Siblings come together for BYU experience



    Trying to make Brigham Young University feel like home is often a challenge for most students. But for the Sommer family from Claremont, Calif., it’s easier than most.

    Four of the Sommer children are attending BYU. Paige, 22, is a senior majoring in English. Matt, 21, is a sophomore in premed. Lark, 20, is a junior majoring in dance. Kent, 17, is a freshman with an open major.

    Paige she had always wanted to come to BYU but did not realize how hard it would be to leave home.

    “My first year here, I was really lonely for family,” Paige said.

    Two years later, Matt decided to join his sister. Matt said he really did not have a reason to get homesick with his sister around.

    In the summer of 1996, Lark came to Utah as well. However, as soon as Lark arrived, both Matt and Paige left on missions.

    Matt and Paige left for their missions on the same day. Matt went to the Washington D.C. South Spanish Speaking Mission and Paige went to the Milan Italy Mission.

    “Our missions made us closer,” Matt said.

    Kent said that it was hard losing them both at once.
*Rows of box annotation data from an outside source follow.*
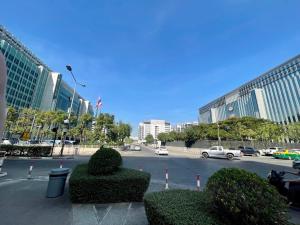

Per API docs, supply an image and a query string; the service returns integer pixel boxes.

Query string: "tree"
[286,122,300,142]
[184,127,199,147]
[157,133,170,145]
[145,134,154,144]
[5,106,18,137]
[93,113,116,145]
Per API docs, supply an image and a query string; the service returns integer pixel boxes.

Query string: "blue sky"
[0,0,300,133]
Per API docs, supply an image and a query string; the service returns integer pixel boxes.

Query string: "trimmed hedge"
[205,168,289,225]
[88,147,122,175]
[144,190,222,225]
[69,164,150,203]
[0,145,52,157]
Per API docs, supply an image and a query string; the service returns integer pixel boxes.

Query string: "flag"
[96,97,102,109]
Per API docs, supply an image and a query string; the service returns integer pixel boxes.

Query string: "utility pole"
[60,65,86,156]
[217,121,221,146]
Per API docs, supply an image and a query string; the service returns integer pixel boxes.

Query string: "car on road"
[155,146,169,155]
[263,147,283,155]
[129,145,142,151]
[200,146,241,160]
[273,149,300,160]
[239,146,260,156]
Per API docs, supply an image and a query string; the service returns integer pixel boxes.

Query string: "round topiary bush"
[88,148,122,175]
[205,168,289,225]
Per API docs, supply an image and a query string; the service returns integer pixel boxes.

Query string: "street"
[0,146,299,225]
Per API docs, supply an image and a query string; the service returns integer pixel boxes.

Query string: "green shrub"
[205,168,288,225]
[88,147,122,175]
[0,145,52,157]
[69,164,150,203]
[144,190,222,225]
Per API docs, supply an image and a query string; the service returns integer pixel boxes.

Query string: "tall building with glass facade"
[199,55,300,124]
[0,25,93,115]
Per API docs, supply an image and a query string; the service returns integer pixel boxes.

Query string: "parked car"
[263,147,283,155]
[121,145,130,151]
[200,146,241,160]
[155,146,169,155]
[239,146,260,156]
[273,149,300,160]
[130,145,142,151]
[2,139,12,145]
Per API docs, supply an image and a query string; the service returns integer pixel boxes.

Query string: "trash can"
[47,168,69,198]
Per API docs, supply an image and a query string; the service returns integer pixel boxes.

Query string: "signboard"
[21,131,30,141]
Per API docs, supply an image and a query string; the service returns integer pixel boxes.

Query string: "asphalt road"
[0,147,300,225]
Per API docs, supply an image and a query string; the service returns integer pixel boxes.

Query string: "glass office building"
[0,26,50,108]
[199,55,300,124]
[0,25,93,115]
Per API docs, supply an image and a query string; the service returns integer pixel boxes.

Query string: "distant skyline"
[0,0,300,135]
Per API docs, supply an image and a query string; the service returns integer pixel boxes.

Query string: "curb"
[6,156,75,160]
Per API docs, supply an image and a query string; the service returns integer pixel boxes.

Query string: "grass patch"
[144,190,223,225]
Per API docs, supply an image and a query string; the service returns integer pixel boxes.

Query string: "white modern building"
[199,55,300,125]
[139,120,171,140]
[172,121,199,132]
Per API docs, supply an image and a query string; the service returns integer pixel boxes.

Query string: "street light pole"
[217,122,220,146]
[68,82,77,122]
[60,65,86,156]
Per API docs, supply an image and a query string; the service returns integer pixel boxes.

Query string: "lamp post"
[217,122,220,146]
[60,65,86,156]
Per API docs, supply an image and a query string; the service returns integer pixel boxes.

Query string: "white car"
[264,147,283,155]
[200,146,241,160]
[2,139,12,145]
[155,147,169,155]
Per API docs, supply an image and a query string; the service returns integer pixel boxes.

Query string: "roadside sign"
[21,131,30,141]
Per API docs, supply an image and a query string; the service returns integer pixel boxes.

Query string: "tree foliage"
[5,107,131,144]
[145,134,154,144]
[158,117,288,147]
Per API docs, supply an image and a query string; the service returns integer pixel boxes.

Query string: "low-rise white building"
[138,120,171,140]
[172,121,199,132]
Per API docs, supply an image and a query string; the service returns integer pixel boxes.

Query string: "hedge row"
[144,190,223,225]
[69,163,150,203]
[0,145,52,157]
[88,147,122,176]
[205,168,289,225]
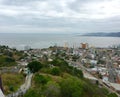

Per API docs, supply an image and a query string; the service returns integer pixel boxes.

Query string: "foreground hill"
[24,58,117,97]
[83,32,120,37]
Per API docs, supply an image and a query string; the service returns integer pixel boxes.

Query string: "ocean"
[0,33,120,50]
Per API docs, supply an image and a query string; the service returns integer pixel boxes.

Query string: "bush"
[27,61,42,73]
[34,74,49,84]
[43,82,61,97]
[51,67,61,75]
[107,93,118,97]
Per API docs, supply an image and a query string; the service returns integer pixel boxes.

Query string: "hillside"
[82,32,120,37]
[24,58,117,97]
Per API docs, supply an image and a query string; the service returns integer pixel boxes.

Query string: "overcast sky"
[0,0,120,33]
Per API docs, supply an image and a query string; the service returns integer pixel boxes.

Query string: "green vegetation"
[24,58,116,97]
[27,61,42,73]
[108,93,118,97]
[51,58,83,78]
[0,55,16,67]
[24,73,109,97]
[2,73,24,94]
[51,67,61,75]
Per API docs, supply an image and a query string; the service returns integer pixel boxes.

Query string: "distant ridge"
[82,32,120,37]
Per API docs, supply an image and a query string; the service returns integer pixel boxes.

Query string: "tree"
[107,93,118,97]
[43,82,61,97]
[51,67,61,75]
[27,61,42,73]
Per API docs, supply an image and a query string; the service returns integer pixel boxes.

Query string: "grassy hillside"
[24,58,117,97]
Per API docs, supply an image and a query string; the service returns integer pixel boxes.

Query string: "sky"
[0,0,120,33]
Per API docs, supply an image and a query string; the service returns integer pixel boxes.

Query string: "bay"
[0,33,120,50]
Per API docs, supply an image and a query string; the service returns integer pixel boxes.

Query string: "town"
[0,43,120,97]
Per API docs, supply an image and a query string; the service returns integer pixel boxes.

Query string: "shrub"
[27,61,42,73]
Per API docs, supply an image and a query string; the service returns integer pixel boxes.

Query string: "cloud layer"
[0,0,120,33]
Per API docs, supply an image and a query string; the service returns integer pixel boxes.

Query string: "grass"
[2,73,25,95]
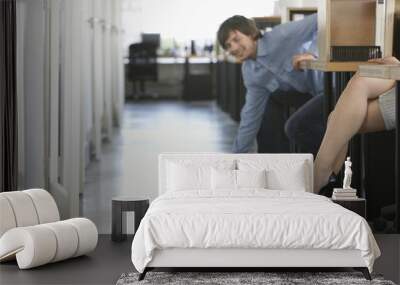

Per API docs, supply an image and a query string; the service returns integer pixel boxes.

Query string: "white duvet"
[132,189,380,272]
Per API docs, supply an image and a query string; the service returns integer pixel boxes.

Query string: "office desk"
[359,65,400,232]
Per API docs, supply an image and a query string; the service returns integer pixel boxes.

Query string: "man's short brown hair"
[217,15,261,49]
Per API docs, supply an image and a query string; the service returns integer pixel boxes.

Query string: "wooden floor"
[0,101,400,285]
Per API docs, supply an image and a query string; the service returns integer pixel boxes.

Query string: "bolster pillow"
[0,218,98,269]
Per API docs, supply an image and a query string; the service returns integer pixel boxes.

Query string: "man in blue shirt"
[218,15,323,153]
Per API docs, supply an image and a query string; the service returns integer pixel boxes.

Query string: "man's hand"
[368,56,400,64]
[292,53,316,70]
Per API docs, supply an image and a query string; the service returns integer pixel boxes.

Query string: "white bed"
[132,153,380,278]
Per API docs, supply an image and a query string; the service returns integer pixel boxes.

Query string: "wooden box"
[318,0,397,61]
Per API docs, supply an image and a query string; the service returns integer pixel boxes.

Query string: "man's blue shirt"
[233,15,323,153]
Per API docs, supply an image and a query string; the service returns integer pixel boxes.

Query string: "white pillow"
[166,160,235,191]
[267,163,307,192]
[168,163,210,191]
[211,169,267,190]
[236,169,267,188]
[237,159,310,191]
[211,168,236,190]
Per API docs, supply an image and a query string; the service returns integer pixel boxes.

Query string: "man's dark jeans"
[285,95,326,157]
[257,91,325,155]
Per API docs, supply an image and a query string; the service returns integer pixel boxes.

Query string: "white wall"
[16,0,124,218]
[17,0,46,187]
[122,0,277,51]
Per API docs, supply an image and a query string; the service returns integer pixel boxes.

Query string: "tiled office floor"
[81,98,237,234]
[0,101,400,285]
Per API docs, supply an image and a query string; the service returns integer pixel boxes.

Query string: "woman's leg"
[314,74,394,192]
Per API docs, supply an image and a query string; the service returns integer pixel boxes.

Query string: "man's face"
[225,30,257,62]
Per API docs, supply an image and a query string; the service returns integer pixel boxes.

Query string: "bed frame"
[139,153,371,280]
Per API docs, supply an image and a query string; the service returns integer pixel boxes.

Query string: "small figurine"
[343,157,353,189]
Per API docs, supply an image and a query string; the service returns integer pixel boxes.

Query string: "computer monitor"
[142,33,160,47]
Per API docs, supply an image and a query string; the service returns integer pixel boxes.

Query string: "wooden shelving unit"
[300,60,367,72]
[359,64,400,80]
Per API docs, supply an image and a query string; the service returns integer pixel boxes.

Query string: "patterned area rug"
[117,272,395,285]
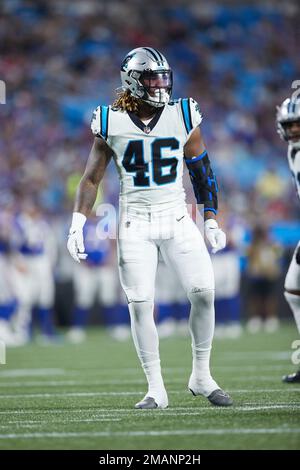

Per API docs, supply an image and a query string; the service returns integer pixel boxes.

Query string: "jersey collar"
[127,106,165,134]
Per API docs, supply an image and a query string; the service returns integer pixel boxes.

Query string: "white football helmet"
[276,96,300,141]
[121,47,173,107]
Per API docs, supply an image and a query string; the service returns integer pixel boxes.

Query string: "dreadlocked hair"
[112,90,140,113]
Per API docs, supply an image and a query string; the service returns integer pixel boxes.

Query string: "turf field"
[0,325,300,450]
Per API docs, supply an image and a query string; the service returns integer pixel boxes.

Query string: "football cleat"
[282,370,300,384]
[189,388,233,406]
[134,397,158,410]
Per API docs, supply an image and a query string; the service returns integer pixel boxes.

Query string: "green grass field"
[0,325,300,450]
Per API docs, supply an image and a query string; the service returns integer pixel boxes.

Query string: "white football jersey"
[288,143,300,199]
[91,98,202,211]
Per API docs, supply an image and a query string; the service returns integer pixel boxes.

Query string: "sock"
[38,307,54,336]
[128,301,168,407]
[72,307,89,329]
[188,289,220,396]
[284,291,300,334]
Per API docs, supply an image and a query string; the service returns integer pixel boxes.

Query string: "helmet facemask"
[139,70,173,107]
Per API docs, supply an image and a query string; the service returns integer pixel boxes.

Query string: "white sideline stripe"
[0,402,300,416]
[0,368,65,377]
[1,387,300,399]
[0,428,300,439]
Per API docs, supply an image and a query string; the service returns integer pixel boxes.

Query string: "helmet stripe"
[144,47,160,62]
[153,49,164,62]
[101,106,109,140]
    “It felt like they were both going off to school, but we couldn’t call or talk to them whenever we wanted to,” Kent said.

    Paige returned home from her mission last December and Matt came home last June.

    Kent came to BYU this fall.

    “I didn’t want to come to follow the crowd, but this is where I wanted to go,” Kent said. “It’s great to be able to be able to sit around in the dorm and have friends who have the same standards.”

    Now Paige, Kent, Lark and Matt are together at BYU

    “It’s been really nice (to have all four of us here). It makes Provo feel at home,” Paige said.

    Their father, Ron Sommer, has encouraged his children to attend BYU.

    “(My wife and I) have always stressed getting good grades and going to college. We want our children to have the opportunity to grow spiritually and have the opportunity to associate with other fine young members of the church and be in an atmosphere where others have the same moral standard,” he said.

    Now that four of them are here, they try to do things together.

    “We try to eat together once a week, and Matt and I have anatomy together, so we do see each other,” Paige said.

    They have supported each other, cheered for each and given each other moral support, Ron said.